Want to start your panel discussion with a bang? With drama? With emotion? Or, switch gears using a video snippet – a quick, short video clip that reinforces the panel’s key message. A minute or less is about right (aka a “video snippet”); otherwise, you risk losing your audience’s attention.
For example, I once saw a panel moderator use a video clip of legendary golfer Tiger Woods chipping into the hole from the rough grass—and it barely dropped in—as a metaphor for hitting your goal against all odds. It took all of fifteen seconds and captivated the audience. The moderator then used that metaphor to start the discussion among the panelists.
So where do you get these short video snippets?
YouTube. A ton of engaging videos can be found at this site with the implied consent of the copyright holder to redistribute the video. That means you can re-use the video in your presentation—as long as it is still posted on the site.
So check the site each time you plan to use the clip; the license terminates within a “commercially reasonable amount of time” once the work is removed from the website.
Movie/TV Clips. Most audiences perk up when you use a short video clip from a popular movie. Again, be advised, when you use a video in a public meeting or training environment (regardless of whether you are a profit or a nonprofit organization), it is considered a public performance and requires the consent of the original copyright holder or its agent.
Your Own.

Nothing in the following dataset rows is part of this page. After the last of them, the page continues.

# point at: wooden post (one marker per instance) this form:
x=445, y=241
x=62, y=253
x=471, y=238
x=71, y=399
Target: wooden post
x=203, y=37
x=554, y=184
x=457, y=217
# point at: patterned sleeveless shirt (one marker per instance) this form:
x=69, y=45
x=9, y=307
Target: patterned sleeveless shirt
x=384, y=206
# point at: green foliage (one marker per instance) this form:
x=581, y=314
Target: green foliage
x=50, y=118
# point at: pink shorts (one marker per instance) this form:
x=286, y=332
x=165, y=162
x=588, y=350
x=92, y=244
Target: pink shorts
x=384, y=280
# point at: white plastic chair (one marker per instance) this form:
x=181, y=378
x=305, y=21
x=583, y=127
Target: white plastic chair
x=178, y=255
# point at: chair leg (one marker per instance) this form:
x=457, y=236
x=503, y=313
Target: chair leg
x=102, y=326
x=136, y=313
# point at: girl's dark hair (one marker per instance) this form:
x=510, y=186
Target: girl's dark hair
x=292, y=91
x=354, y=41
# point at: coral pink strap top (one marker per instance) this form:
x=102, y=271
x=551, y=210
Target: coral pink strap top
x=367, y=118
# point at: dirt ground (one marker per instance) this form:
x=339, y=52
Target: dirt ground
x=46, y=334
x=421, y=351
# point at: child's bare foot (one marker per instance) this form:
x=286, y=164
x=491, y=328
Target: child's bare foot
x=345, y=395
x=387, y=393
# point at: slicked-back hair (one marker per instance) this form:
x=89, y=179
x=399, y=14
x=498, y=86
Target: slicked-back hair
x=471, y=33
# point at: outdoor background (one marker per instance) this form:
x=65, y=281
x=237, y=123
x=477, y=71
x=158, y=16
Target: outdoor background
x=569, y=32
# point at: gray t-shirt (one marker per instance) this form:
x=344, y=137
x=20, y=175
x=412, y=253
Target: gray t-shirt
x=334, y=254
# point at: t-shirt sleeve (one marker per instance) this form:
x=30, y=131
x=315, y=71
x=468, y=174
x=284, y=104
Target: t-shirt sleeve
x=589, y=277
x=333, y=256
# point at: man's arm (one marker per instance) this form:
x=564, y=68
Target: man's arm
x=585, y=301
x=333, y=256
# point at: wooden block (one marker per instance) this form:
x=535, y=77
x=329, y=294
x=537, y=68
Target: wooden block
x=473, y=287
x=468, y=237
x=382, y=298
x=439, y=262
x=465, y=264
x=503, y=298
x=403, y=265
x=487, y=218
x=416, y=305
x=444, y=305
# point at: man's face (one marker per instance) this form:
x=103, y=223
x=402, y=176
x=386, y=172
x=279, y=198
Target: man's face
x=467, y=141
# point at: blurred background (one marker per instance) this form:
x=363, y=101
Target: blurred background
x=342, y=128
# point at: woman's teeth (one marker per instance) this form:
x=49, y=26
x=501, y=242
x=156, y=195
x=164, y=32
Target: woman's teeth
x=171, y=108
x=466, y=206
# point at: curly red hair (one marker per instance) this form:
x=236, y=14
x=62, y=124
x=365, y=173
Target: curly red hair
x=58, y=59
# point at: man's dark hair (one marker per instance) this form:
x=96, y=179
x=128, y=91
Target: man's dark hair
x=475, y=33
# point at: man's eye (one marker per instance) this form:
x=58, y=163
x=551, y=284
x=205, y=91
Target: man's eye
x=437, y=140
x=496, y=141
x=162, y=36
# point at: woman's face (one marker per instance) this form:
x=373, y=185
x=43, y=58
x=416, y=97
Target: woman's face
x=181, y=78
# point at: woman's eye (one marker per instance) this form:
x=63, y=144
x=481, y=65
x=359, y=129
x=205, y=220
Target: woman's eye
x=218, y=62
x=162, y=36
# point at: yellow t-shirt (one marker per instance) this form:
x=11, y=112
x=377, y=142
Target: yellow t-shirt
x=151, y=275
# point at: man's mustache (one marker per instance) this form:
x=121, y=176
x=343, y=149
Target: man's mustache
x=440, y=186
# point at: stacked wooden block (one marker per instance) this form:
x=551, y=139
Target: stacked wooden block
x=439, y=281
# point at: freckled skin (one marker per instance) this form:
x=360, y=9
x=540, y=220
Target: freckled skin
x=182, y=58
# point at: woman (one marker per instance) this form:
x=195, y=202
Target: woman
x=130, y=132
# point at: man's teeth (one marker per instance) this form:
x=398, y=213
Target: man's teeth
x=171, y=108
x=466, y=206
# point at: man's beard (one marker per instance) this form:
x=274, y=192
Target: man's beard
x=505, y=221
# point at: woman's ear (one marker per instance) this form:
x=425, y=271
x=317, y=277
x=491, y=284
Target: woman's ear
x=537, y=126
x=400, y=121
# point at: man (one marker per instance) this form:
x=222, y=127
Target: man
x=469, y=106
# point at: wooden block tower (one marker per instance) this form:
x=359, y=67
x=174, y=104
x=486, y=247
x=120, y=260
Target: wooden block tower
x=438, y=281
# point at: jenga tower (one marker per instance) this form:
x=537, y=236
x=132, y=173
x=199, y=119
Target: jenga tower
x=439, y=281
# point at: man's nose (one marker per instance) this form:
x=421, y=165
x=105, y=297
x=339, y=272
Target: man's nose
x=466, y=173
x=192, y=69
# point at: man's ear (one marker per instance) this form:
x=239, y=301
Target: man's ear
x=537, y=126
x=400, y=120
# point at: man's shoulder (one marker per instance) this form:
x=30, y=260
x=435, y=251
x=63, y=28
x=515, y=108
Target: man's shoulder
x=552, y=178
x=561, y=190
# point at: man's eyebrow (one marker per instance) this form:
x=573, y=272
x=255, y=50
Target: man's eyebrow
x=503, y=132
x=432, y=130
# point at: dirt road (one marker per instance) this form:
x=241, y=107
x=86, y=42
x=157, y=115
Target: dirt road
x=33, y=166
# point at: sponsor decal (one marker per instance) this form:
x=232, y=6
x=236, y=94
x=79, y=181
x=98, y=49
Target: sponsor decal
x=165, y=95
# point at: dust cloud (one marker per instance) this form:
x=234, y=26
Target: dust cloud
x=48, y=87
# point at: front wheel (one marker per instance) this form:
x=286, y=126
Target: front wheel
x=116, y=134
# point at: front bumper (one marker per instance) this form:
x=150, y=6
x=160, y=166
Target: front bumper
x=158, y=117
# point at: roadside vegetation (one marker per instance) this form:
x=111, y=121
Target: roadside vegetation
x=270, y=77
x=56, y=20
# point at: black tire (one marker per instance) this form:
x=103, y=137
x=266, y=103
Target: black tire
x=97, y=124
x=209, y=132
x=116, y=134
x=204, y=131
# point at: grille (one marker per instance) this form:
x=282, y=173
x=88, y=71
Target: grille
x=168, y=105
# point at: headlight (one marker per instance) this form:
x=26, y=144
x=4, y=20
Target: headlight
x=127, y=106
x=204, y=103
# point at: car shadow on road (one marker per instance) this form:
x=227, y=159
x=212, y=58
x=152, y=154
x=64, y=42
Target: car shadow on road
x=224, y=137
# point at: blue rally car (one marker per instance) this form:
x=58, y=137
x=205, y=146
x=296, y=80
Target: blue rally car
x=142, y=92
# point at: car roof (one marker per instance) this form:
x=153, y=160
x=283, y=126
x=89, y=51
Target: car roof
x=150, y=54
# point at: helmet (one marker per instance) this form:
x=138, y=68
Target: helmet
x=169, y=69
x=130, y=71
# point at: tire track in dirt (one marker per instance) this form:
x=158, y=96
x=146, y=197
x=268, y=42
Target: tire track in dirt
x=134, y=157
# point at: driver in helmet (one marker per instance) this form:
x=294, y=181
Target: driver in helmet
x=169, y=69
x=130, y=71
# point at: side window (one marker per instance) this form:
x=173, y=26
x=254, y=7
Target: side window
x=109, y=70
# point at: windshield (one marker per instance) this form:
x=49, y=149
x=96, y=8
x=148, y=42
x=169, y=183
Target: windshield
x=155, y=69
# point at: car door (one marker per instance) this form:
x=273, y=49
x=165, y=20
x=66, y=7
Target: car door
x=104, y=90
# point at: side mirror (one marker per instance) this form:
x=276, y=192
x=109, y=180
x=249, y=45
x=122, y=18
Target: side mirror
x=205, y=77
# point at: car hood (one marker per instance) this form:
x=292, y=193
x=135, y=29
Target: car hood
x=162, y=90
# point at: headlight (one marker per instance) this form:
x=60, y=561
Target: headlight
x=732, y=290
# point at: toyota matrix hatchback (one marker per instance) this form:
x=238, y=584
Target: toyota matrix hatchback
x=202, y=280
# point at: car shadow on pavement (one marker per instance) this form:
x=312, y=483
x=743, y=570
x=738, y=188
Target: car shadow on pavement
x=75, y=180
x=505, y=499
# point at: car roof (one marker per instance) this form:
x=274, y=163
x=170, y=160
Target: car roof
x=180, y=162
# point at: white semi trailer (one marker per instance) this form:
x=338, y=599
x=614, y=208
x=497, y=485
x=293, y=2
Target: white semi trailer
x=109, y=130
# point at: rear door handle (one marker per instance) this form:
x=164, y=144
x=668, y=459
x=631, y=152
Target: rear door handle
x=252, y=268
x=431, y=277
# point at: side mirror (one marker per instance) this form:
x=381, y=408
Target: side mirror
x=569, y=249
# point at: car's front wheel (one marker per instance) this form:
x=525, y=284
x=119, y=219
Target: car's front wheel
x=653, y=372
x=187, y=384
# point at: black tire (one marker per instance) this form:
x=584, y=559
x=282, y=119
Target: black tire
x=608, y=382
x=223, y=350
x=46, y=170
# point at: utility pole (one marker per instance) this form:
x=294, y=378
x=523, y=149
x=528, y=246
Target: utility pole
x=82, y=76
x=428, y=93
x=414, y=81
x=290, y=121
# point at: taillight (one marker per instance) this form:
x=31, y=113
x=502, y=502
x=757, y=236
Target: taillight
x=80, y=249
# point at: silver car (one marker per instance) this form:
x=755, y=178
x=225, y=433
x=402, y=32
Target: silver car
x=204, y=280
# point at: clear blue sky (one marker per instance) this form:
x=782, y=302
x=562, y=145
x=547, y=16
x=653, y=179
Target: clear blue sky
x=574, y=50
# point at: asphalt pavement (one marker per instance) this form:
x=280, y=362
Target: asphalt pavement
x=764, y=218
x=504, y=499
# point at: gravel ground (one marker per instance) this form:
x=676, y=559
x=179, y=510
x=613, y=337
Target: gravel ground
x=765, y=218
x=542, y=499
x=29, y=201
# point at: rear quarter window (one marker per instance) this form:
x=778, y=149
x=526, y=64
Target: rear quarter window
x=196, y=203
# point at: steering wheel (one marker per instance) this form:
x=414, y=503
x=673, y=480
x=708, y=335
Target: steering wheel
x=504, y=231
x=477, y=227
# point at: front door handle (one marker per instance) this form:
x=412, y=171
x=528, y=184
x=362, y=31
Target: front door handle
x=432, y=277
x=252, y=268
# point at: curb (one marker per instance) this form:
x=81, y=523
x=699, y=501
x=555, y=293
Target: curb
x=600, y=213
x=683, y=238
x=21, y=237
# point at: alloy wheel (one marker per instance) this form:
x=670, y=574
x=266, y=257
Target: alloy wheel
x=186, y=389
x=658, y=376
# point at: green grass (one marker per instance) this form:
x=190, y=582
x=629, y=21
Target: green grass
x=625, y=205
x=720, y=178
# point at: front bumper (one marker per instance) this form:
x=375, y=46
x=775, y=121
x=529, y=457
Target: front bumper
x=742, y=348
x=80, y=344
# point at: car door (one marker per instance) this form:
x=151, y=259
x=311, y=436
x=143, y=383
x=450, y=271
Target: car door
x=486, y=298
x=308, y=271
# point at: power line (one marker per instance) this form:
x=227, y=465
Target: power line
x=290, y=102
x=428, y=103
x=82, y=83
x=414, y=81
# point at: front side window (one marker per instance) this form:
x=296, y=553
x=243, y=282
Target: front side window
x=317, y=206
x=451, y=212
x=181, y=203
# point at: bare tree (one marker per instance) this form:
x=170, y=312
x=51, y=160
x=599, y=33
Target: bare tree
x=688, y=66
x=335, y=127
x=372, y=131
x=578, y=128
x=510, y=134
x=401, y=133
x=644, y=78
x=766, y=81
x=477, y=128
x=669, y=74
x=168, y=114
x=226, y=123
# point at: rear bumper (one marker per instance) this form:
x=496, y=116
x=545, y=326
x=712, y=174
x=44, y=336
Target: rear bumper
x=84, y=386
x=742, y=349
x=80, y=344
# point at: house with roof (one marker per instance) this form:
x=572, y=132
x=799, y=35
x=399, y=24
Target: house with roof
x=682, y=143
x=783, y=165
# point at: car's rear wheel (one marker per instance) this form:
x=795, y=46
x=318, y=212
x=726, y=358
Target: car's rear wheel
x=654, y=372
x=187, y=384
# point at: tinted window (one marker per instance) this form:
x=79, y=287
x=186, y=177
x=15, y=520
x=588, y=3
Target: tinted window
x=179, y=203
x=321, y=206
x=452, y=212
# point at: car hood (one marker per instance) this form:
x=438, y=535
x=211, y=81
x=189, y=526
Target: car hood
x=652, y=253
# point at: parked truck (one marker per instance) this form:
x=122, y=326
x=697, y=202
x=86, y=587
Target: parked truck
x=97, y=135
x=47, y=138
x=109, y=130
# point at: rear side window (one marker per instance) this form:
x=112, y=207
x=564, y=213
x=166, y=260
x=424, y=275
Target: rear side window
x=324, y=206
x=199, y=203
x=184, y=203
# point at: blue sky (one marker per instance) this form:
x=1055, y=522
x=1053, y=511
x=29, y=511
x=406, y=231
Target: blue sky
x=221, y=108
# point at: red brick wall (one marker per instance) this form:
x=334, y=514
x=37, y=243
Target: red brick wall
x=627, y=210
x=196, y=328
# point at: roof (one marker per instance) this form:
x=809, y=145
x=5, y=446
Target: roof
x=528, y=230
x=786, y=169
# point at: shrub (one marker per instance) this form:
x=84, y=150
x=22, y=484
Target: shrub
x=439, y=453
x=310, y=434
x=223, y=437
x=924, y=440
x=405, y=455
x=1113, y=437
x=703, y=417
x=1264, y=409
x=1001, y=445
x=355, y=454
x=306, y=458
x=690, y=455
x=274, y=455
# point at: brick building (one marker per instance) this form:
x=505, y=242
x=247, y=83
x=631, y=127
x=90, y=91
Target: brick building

As you are doing research for your panel, take your video camera and film the audience in action at an earlier event, interview rising stars or celebrities around the topic, or dig up some interesting visuals. Splice the best of the best into one short video.
I’m a big fan of using Powtoons for this! (BTW, you thought you could get rid of the lawyers this way, right? Wrong. If you plan on broadcasting your video to the larger world in a profit or not-for-profit environment, save yourself a headache and get each person’s written consent to be in your video at the time you do the filming.)
Purchase Clips. You can purchase video clips that announce breaks, open or close a session, or provide a lighthearted moment. Typically, when you purchase the video, you also purchase the legal right to use it in a public setting.
Custom Video. Plenty of resources are available to customize video into your presentation. It gets a bit pricey, so practice due diligence and do a dry run of how you are going to use the clip(s) before you actually commission the production.
You too can use a video snippet to start your panel or to switch gears during your powerful panel discussion.